Mon copain m'a conquise par l'estomac. C'est un cuisinier de métier. Pas du genre à travailler dans une roulotte à patates! Non, non! Un cuisinier gastronomique. Sous-chef dans un restaurant chic.

Mon copain m'a conquise par l'estomac. C'est un cuisinier de métier. Pas du genre à travailler dans une roulotte à patates! Non, non! Un cuisinier gastronomique. Sous-chef dans un restaurant chic.

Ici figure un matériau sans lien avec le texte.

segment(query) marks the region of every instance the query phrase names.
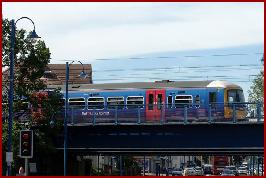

Un mercredi soir comme les autres. Là où la plupart des gens mangent un steak avec du riz, moi j'ai le bonheur de déguster un tartare de thon aux canneberges, un ceviche de pétoncles ou un potage aux pommes et aux betteraves. Chaque fois, je suis émerveillée par la maîtrise des techniques, par la créativité et par l'amour qu'il met dans chacun de ses plats. J'ai également le privilège de me faire servir des oeufs bénédictine au lit le samedi matin (avec une sauce hollandaise maison, évidemment!) Je l'admets, j'ai le chum idéal ! Chanceuse, vous dites?

Je suis la femme la plus chanceuse du monde. Je suis enceinte de sept mois et demi, et mon conjoint travaille pour l'un des chefs les plus connus du Québec. Cependant, le prestige du restaurant n'est aucunement proportionnel au salaire qu'on lui remet pour le dur labeur qu'il accomplit. Être payé 9 $ l'heure alors que les gens paient environ 200$ pour une expérience gastronomique ne me semble pas équitable. Mon chum crée de l'art pour les autres, mais nous n'avons pas les moyens de nous nourrir convenablement et devons recourir au programme OLO (aide alimentaire aux femmes enceintes) afin de donner tous les nutriments nécessaires au bébé qui s'en vient.

Je suis la femme la plus chanceuse du monde. Mon conjoint est dorénavant sous-chef. Oui, nous mangeons à notre faim (très bien, même). Mais mon amoureux n'est jamais là. Il travaille en moyenne 55 heures par semaine, parfois 15 heures par jour, sans pause, dans des conditions de chaleur extrême et de pression inimaginable. La Saint-Valentin, la fête des mères, le 31 décembre? Je les passe seule, car lorsque les gens fêtent, mon copain contribue à leur plaisir. Il travaille ces 55 heures, mais est moins bien payé que les serveurs qui travaillent deux fois moins fort, car les cuisiniers n'ont pas de pourboires. Il ne peut épargner pour sa retraite puisque les cuisiniers n'ont pas de caisse de retraite. Et, le peu de temps qu'il passe en famille, il est brûlé parce que c'est un cuisinier consciencieux qui donne toujours son maximum pour faire vivre une expérience culinaire hors pair aux clients de son restaurant.

L'art culinaire est tendance. L'émission Les Chefs a contribué à valoriser le métier (ou plutôt la vocation) de cuisinier de belle façon. Par contre, l'aspect créatif et glamour a été mis de l'avant. Le côté obscur, lui, on ne l'a pas vu lors de cette émission. Les sacrifices que ces artistes doivent faire sont immenses, et leur travail est trop peu reconnu, tant du point de vue salarial que du point de vue des avantages sociaux. La réalité, ce n'est pas l'émission Les Chefs. Oui, certains segments s'avèrent exacts (le stress, la maîtrise des techniques, etc.), mais la réalité d'un cuisinier, c'est ce que je vous ai décrit plus haut.

Je tiens donc, par cette lettre, à rendre hommage à Patrick, Éric, Vincent, et tous ceux qui suent sang et eau pour vous permettre de jouir de cet immense plaisir que constitue la gourmandise. Il est grand temps de remettre les pendules à l'heure et de faire valoir vos droits, qui sont trop souvent bafoués. Je vous admire sincèrement.